Actively managed investment funds in the US experienced a record $143bn “exodus” in December, according to data, with many nervous investors flooding into cheaper passive funds.
For long-term US funds, which include a broad range of equity and bond funds, the outflows in December were the heaviest since the depth of the credit crisis, according to Morningstar, a data company. The funds finished the year with their lowest inflows in a decade, taking on less than half the $350bn annual average between 2008 to 2017. During 2018 active funds across all categories suffered outflows of more than $300bn, just shy of the $320bn shed in 2016.
“This was an exodus,” said Kevin McDevitt, analyst at Morningstar. “The movement [in flows] was huge.”
Active US bond funds suffered particularly heavy outflows, according to Morningstar, as investors, who were worried about rising interest rates, moved their allocations into shorter-duration funds — a trend that benefited passive investments.
The total number of outflows from US active funds during 2018
The shift mirrors experiences among UK active funds, which suffered consecutive months of outflows throughout 2018 while passive funds continued to attract assets.
In the US, intermediate-term active bond funds alone suffered $17bn in outflows in December.
“Until the fourth quarter active [bond] funds had been more competitive and had been experiencing inflows, but a lot of those funds invest in things like high-yield bonds and bank loans, for example, and take more credit risk than passive bond funds,” Mr McDevitt said.
In December “investors cut credit risk and sought shelter among high-quality, short-duration vehicles”, he added.
The popularity of passive funds extended far beyond fixed income. In December alone passive funds took on $60bn in assets in the US. Throughout the year they had $458bn in inflows, following a record $663bn in 2017.
Passive assets under management globally have mushroomed since the financial crisis as investors embrace lower-cost options such as exchange traded funds, often at the expense of pricier active investments.
ETF provider iShares generated a company record of $36.1bn in inflows in the US in December, more than triple that of Vanguard ($11.4bn), the runner-up by inflows.
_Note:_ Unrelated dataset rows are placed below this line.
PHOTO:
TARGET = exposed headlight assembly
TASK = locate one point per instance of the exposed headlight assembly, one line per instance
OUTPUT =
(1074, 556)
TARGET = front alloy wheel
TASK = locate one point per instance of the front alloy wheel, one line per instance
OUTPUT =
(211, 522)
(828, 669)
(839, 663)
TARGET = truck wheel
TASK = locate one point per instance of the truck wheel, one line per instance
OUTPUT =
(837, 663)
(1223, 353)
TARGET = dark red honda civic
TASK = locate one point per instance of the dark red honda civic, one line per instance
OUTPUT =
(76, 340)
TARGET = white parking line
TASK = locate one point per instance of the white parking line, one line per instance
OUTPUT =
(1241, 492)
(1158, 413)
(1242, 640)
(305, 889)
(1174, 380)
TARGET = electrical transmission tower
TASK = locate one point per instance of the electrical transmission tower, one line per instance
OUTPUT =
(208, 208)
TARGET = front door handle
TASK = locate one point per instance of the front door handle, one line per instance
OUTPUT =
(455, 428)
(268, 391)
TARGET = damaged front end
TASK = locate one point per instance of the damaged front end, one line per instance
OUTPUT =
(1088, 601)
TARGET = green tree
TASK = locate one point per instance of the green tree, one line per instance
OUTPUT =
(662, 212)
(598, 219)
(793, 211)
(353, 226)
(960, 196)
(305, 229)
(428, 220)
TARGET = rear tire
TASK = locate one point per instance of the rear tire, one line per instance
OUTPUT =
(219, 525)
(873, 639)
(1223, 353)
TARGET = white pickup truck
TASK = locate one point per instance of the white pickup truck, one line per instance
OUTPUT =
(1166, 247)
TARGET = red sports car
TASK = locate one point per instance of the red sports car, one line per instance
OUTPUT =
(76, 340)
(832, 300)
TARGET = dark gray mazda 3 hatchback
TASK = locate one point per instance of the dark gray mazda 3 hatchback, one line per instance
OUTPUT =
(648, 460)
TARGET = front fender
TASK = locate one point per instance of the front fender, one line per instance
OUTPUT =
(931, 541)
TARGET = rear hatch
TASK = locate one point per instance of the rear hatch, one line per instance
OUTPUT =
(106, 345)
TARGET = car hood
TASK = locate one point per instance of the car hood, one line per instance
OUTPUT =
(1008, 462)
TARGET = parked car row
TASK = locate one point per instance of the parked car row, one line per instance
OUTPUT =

Across the year Vanguard, which owns 5 per cent of 491 stocks in the S&P 500, generated $161bn in inflows.
The volume of assets in ETFs soared to more than $4.6tn at the end of 2018, according to data from the consultancy ETFGI, up from less than $100bn at the turn of the century.
The surge has coincided with a period of underperformance by active managers and downward pressure on fund fees.
Morningstar data released in September revealed active fund managers in Europe had beaten their passive peers in only two out of 49 fund categories, in analysis covering a 10-year period to June 2018.
“There is a perception that most active managers charge a relatively high fee for such a variable return in aggregate,” said Ben Seager-Scott, chief investment strategist at Tilney Group, a financial planner.
Meanwhile, inflows into ETFs continue to grow, with global ETFs attracting the second-highest net inflows on record in December, according to ETFGI, despite the turmoil in developed markets.
At year-end actively managed funds controlled 61.2 per cent of the investment market in the US compared to the UK, where active funds account for 74 per cent of the market, according to the Investment Association.